European Union countries are expected this week to agree on how to share out the responsibility of hosting refugees and migrants, a top EU official said on Tuesday of what would mark a breakthrough after years of bitter feuds within the bloc.

The EU's migration chief spoke ahead of talks between home affairs ministers of the bloc's 27 member states on Thursday. On the table is an overhaul of EU asylum rules which broke down in 2015 as more than a million people - mostly fleeing the war in Syria - reached the bloc across the Mediterranean.

"It's about having a European migration policy," EU migration commissioner Ylva Johansson told reporters. "When we work together, we are so strong... This is not a zero-sum game. It's not about winners and losers.

"If we agree on a common approach to managing migration in a humane but restrictive way together, we would all be winners because we will be able to manage migration together in an orderly way."

Agreeing a joint approach has proven all but impossible for EU countries since 2015 when the sea arrivals caught the bloc by surprise, overwhelming its reception and security capacities.

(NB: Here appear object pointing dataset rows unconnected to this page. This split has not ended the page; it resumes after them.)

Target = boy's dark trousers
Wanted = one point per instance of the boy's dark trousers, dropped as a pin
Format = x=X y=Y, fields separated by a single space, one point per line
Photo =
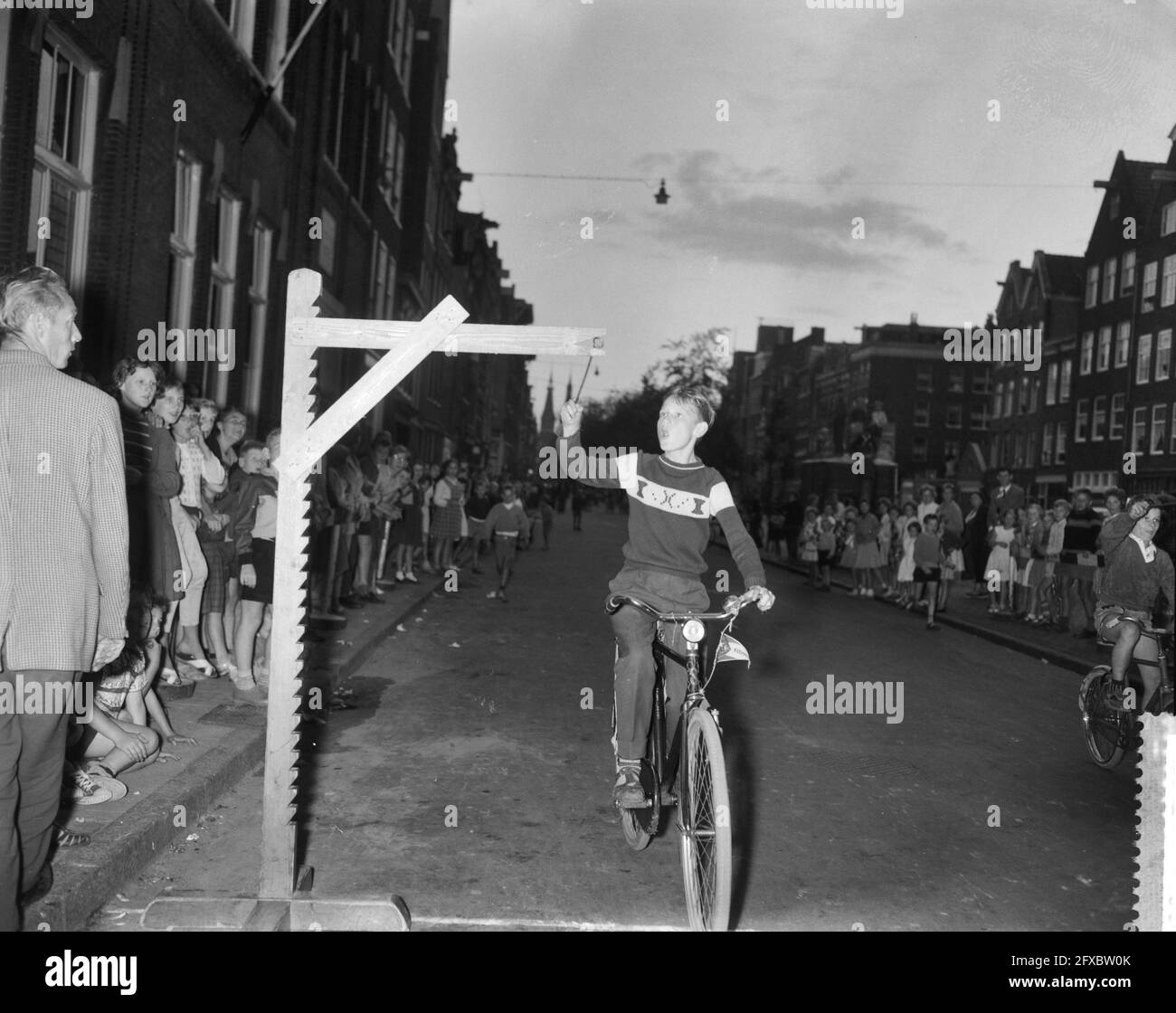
x=633 y=683
x=32 y=758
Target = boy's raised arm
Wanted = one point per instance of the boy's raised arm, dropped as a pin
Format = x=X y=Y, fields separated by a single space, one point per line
x=603 y=472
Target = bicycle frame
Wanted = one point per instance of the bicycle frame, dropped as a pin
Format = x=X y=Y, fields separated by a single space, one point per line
x=669 y=762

Ever since, EU countries of arrival like Spain, Italy, Malta and Greece have demanded more help. The rich destination countries like Germany, France and Sweden have said they cannot be the only places where the new arrivals end up.

Bad blood spilled over as eastern EU countries like Poland and Hungary refused to host any refugees and migrants from the mainly-Muslim Middle East and North Africa.

The EU has stepped up efforts to keep people away, with U.N. data showing fewer than 160,000 people made it across the Mediterranean last year. Nearly 2,500 died or went missing on the dangerous voyage.

But the bloc has so far failed to agree on how to share out the responsibility of caring for those who do make it, differences playing out prominently as right-wing and populist parties fuelled the debate with anti-immigration rhetoric.

WINNERS AND LOSERS

At the heart of the dispute is whether all EU countries would have to host people - as long demanded by the south and the west - or would eastern countries be allowed to buy themselves out of hosting by offering aid in the form of money or personnel.

Johansson said the tentative deal allowed for the latter, adding that it envisaged no "mandatory relocations" of people and that EU states could chose how to show solidarity with peers.

"I actually foresee we will find a compromise along those lines," she said.

She also warned those who are reluctant that they did not have a veto in the majority vote, and cautioned against taking tough lines on migration for domestic political purposes.

"Without an agreement we are all losers," she said. "With an agreement, we are actually all winners, including the migrants, because when we work together, we can also welcome migrants and refugees in a more orderly way without risking their lives."